Erica Parise/Netflix

GLOW returns to Netflix for Season 2 on June 29, and now that the ladies have gotten their pilot on the air, the show promises to include even more over-the-top wrestling matches. Fans of the original Gorgeous Ladies of Wrestling, or even just those who are curious about the program, will be pleased to know that the Netflix comedy is fairly accurate. The show is a spot-on match for videos of the original GLOW, proving that the Netflix series has captured the spirit of the '80s phenomenon.

Viewers looking to know more about the real-life women's wrestling show might want to check out a documentary on Netflix called GLOW: The Story Of The Gorgeous Ladies Of Wrestling. The documentary gives fans of the fictional series a taste of what the original show was like, complete with clips and plenty of interviews with the original wrestlers. It's also a good measure of what the Netflix show gets right about the original series, which ran from 1986 to 1989, and what's been dramatized.

Of course, Netflix's GLOW is a fictional comedy at the end of the day, and the characters are not exact matches for real female wrestlers of the time. But from the clips of the '80s series on YouTube, it's clear that Netflix's GLOW has captured a lot of the sensibilities of the original. The original pilot from 1985 is below; the only things missing are the retro commercials, unfortunately.

About a quarter of the way through the episode, Spanish Red takes on Americanah in a match that is reminiscent of Liberty Belle's ringside arguments with Zoya and Welfare Queen. "I respect the red, white, and blue," says Spanish Red, "but I can't stand all of this apple pie stuff, because I didn't have apple pie growing up. I had other things." Americanah tells her to speak English. It's social comedy wrapped in low-brow entertainment, just like the wrestling show the ladies put together in the Netflix series. Even the announcer ("No wrestling, just verbal insults") is reminiscent of Chris Lowell's Bash and his dry, enthusiastic way of calling the matches.

What else did the original GLOW ladies do? Lots of rapping, music videos, and comedic sketches. In the documentary, one of the women describes the show as more like vaudeville theatre than anything else.

Check out the real characters in the rap below as they introduce themselves — Palestina is reminiscent of Sunita Mani's character Beiruit on the Netflix series, and the Housewives in the original have a similar vibe/banter to the fictional GLOW's Edna and Ethel Rosenblatt, also known as the Beatdown Biddies.

Want more wrestling? Here's Palestina going up against reigning GLOW champion Tina Ferrari.

Here's a chaotic group match, where 21 women compete for $10,000. Just like on the Netflix series, the ropes on the ring are pink.
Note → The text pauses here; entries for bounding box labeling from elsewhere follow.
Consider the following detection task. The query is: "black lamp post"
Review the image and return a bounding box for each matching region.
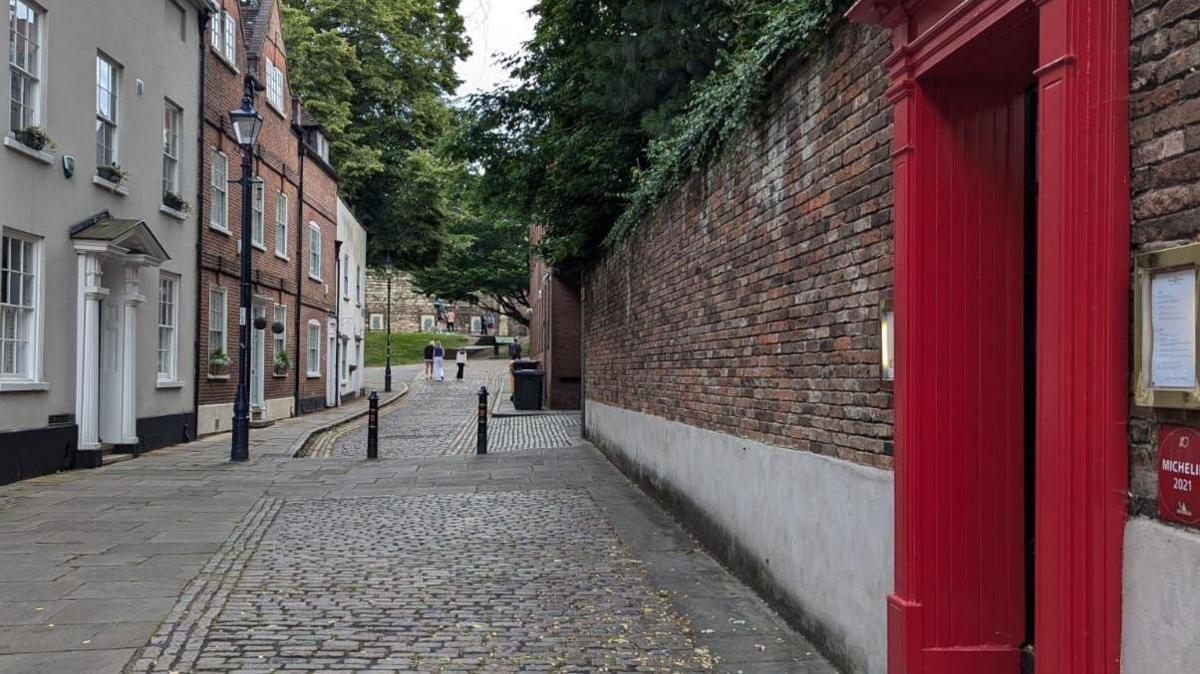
[383,253,396,393]
[229,77,263,461]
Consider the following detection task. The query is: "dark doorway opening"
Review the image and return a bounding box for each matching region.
[1021,86,1038,674]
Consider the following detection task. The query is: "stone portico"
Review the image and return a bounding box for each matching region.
[71,211,170,467]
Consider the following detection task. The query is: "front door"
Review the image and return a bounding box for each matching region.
[851,0,1129,674]
[250,303,266,414]
[325,320,337,407]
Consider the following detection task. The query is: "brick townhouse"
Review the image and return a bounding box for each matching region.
[197,0,337,434]
[583,0,1200,674]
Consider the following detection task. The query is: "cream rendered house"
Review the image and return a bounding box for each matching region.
[0,0,211,483]
[336,198,367,401]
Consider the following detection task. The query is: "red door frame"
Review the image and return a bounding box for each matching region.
[848,0,1129,674]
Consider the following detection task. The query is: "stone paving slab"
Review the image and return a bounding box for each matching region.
[0,371,834,674]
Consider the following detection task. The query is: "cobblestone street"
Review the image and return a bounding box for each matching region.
[0,363,835,674]
[312,360,580,458]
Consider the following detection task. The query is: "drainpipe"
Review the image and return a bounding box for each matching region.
[292,96,308,416]
[580,270,588,438]
[334,239,344,408]
[184,10,212,441]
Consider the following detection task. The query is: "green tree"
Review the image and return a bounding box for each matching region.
[456,0,745,267]
[282,0,469,269]
[413,171,529,325]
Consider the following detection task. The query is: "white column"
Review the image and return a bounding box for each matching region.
[121,263,145,445]
[76,253,108,450]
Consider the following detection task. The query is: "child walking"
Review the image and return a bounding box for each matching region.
[433,342,446,381]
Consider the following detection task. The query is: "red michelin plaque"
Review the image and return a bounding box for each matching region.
[1158,426,1200,526]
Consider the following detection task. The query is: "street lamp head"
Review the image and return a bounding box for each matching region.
[229,95,263,152]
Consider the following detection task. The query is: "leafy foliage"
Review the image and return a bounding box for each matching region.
[608,0,840,242]
[456,0,845,267]
[456,0,736,271]
[282,0,469,267]
[413,167,529,325]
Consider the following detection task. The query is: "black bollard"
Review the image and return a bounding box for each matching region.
[367,391,379,458]
[475,386,487,455]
Here's a tag team featuring Soviet heel Ninotchka.

And you have got to see Soul Patrol in this tag team against Americanah, again, and Debbie Debutante.

One great aspect of these clips is that every single one of these wrestling characters raps her intro. It's also worth pointing out that in the clip above, the commentator is a woman. No offense to Bash, but that would be nice to see eventually on the Netflix series as well.

It's easy to fall down the GLOW rabbit hole on YouTube, and it's worth the time. There's even a video that's just GLOW Season 1 raps, if you're only interested in that aspect, or a sketch with the women in the locker room about a character named "Jailbait" who tries to seduce a referee. Watching GLOW on Netflix is only one part of the real GLOW's story — thankfully, videos like these help preserve the show for fans new and old to enjoy.